NEDEN BU KADAR ÇOK SANAT ETKİNLİĞİ YAPILIYOR?
Özge Özkan
Okul öncesi eğitimi programı çocuğun bilişsel, sosyal-duygusal, dil, motor ve özbakım becerilerinin gelişimini çok yönlü desteklen bir programdır. Bu program aynı zamanda esnek bir programdır. Yani bir okul öncesi öğretmeni çocuklarda yetersiz gördüğü konulara yönelik olarak ya da kendi ilgi alanlarına ve yaratıcılığına bağlı olarak etkinlikler uygulayabilir.
Ancak okul öncesi eğitimi çocukları birinci sınıfa hazırlama gibi bir amaç da taşıdığı için birçok okul öncesi öğretmeni çocukların birinci sınıfa başladıklarında düzgün bir şekilde yazı yazabilmesi için, onların ince motor gelişimlerini yani parmak kaslarının gelişimlerini çok önemli bulur. Bu noktada devreye biraz öğretmenin duyguları da girmektedir. Çünkü birinci sınıfa başladığında çocuklar kalem tutmakta, yazı yazmakta zorlanırsa diye bazı okul öncesi öğretmenleri sınıf öğretmenine karşı mahcup düşeceği kaygısını taşır. Bu yüzden de sınıf içerisinde öğrencilerine uyguladığı etkinliklerde sanat etkinlikleri ağır basar. Bol bol kesme, yapıştırma, boyama gibi çalışmalar yapılır.
Tüm bunlar özellikle bir yıldan daha fazla okul öncesi eğitimi alan çocuklar için sıkıcı etkinlikler haline gelir. Devamlı olarak benzer etkinliklerin tekrarlanması çocukların motivasyonunu ve okula olan sevgisini azaltabilir. Aynı zamanda sanat etkinliklerine ağırlık verilen bir anasınıfında eğitim öğretim gören çocuklar diğer alanlardaki etkinliklerin uygulanmamasından olumsuz etkilenir. Aslında sanat etkinlikleri yerine farklı etkinliklerle de çocukların parmak kasları geliştirilebilir ancak her öğretmen yaratıcı değildir.

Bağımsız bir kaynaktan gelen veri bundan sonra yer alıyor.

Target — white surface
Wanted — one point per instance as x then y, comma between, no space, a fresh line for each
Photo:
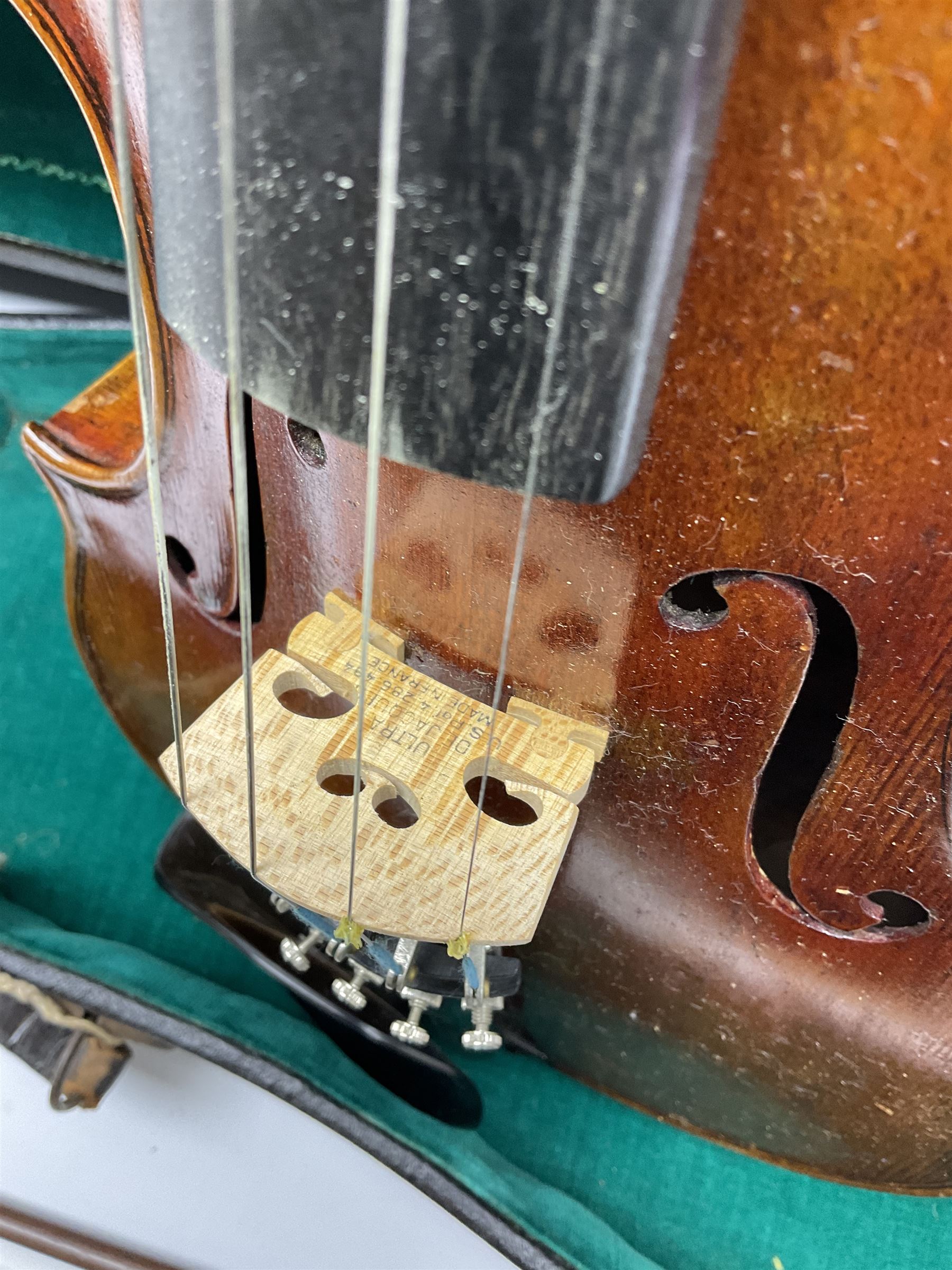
188,1163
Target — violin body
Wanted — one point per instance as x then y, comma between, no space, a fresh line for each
750,932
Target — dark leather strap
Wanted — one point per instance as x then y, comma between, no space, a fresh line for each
80,1068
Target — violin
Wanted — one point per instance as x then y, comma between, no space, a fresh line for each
432,421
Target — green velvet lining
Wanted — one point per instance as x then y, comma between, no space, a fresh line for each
52,188
80,820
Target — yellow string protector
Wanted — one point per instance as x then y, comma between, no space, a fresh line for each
423,741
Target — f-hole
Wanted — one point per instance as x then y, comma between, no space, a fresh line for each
257,544
807,745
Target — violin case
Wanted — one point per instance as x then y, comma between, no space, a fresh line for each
556,1174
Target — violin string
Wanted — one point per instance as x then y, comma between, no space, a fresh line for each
594,65
140,340
226,105
391,115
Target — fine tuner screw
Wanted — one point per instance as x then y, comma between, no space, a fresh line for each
481,1039
348,991
409,1030
296,954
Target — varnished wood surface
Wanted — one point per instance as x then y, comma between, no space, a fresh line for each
803,432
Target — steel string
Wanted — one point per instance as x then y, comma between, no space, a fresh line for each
391,115
594,65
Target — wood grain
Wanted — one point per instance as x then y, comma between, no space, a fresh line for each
801,439
423,742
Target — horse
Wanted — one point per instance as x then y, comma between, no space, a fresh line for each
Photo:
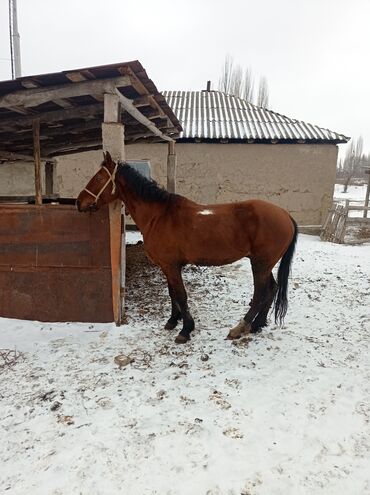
177,231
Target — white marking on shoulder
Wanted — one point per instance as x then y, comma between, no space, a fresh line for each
205,212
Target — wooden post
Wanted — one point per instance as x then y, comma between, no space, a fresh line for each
37,158
367,196
171,167
49,178
113,141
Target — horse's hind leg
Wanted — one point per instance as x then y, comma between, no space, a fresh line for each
175,311
261,277
174,278
260,320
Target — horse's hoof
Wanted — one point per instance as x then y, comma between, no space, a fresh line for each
242,328
182,339
170,325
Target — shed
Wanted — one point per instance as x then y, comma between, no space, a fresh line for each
231,150
55,263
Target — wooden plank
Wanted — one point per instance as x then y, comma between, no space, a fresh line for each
81,112
134,112
112,108
37,156
49,178
171,167
367,195
37,96
113,141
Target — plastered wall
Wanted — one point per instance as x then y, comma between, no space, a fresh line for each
17,179
298,177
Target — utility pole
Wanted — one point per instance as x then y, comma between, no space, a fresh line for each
15,47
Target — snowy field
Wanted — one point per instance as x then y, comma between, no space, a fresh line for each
284,412
354,193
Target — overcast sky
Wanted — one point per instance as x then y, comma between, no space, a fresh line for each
314,53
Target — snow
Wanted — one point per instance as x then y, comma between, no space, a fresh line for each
354,193
284,412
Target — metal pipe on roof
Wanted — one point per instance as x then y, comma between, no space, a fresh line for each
15,45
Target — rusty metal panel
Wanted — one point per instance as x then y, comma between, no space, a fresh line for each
53,235
217,115
56,294
55,264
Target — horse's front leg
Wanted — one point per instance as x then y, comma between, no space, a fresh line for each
174,278
175,311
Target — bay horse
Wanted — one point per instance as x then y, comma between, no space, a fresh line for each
177,231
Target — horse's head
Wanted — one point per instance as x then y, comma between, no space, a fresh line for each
101,189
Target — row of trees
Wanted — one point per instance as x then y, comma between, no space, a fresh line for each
354,162
239,82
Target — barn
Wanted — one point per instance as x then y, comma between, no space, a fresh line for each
230,149
57,264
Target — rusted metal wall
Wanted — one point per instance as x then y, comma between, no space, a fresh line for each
55,264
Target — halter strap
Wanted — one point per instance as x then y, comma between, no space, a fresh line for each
112,179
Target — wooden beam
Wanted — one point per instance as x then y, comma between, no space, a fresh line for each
37,155
85,111
37,96
129,107
9,156
171,167
64,149
31,84
143,101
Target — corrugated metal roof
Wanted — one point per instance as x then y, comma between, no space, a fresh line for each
213,115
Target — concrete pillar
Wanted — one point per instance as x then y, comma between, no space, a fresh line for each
114,142
171,167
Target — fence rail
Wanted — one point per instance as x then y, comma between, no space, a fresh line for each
338,220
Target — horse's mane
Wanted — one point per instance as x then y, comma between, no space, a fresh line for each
146,189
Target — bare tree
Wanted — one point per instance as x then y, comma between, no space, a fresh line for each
263,93
248,85
226,75
238,82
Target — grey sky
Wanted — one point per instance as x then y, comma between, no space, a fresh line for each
314,53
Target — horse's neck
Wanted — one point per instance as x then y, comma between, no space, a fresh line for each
141,211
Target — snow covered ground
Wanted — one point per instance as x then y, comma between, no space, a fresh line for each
354,193
284,412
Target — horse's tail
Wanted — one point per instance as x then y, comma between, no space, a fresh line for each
281,298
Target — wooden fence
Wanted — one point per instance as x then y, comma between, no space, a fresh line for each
339,222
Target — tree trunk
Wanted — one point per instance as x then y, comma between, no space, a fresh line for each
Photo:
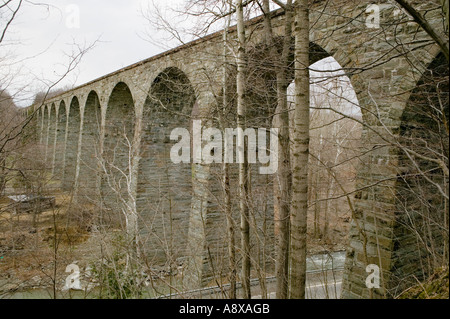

Bu yüzden bir ebeveyn çocuğunu anasınıfına göndermeden önce ev ortamında çocuğuna onun el becerilerini geliştirebileceği etkinlikler yaptırmalıdır. Bir okul öncesi öğretmeni sınıfındaki öğrencilerinin el becerilerinin iyi olduğunu fark ederse, çocuklara farklı etkinlikler uygulamak için daha çok alternatifler sunacak ve bu da çocukların gelişimini daha iyi destekleyecektir.
Okul öncesi eğitimi aslında çok yaratıcı bir süreçtir. Böyle algılanmamasının sebebi ise birçok ebeveynin çocuklarını anasınıfına göndermeden önce ev ortamında onların gelişimlerine doğru bir şekilde destek olamaması ve bu yüzden çocuklar anasınıfına başladığında öğretmenin onların ilk önce eksik oldukları becerilerini geliştirmeye, telafi etmeye çalışmasıdır. Bu da sınıf içerisinde yaratıcı ve değişik etkinlikler uygulamak için ayrılacak zamanı azaltır. Bu yüzden de maalesef ki okul öncesi eğitimi çoğu vatandaş tarafından çok basit bir şeymiş gibi “Kes, yapıştır, boya” eylemlerini kapsayan etkinliklerden ibaretmiş gibi algılanır.
Her bir kişi çocuklarının gelişimini ne kadar çok desteklerse okul öncesi eğitiminin o kadar kaliteli bir eğitim haline geleceğini asla unutmayın.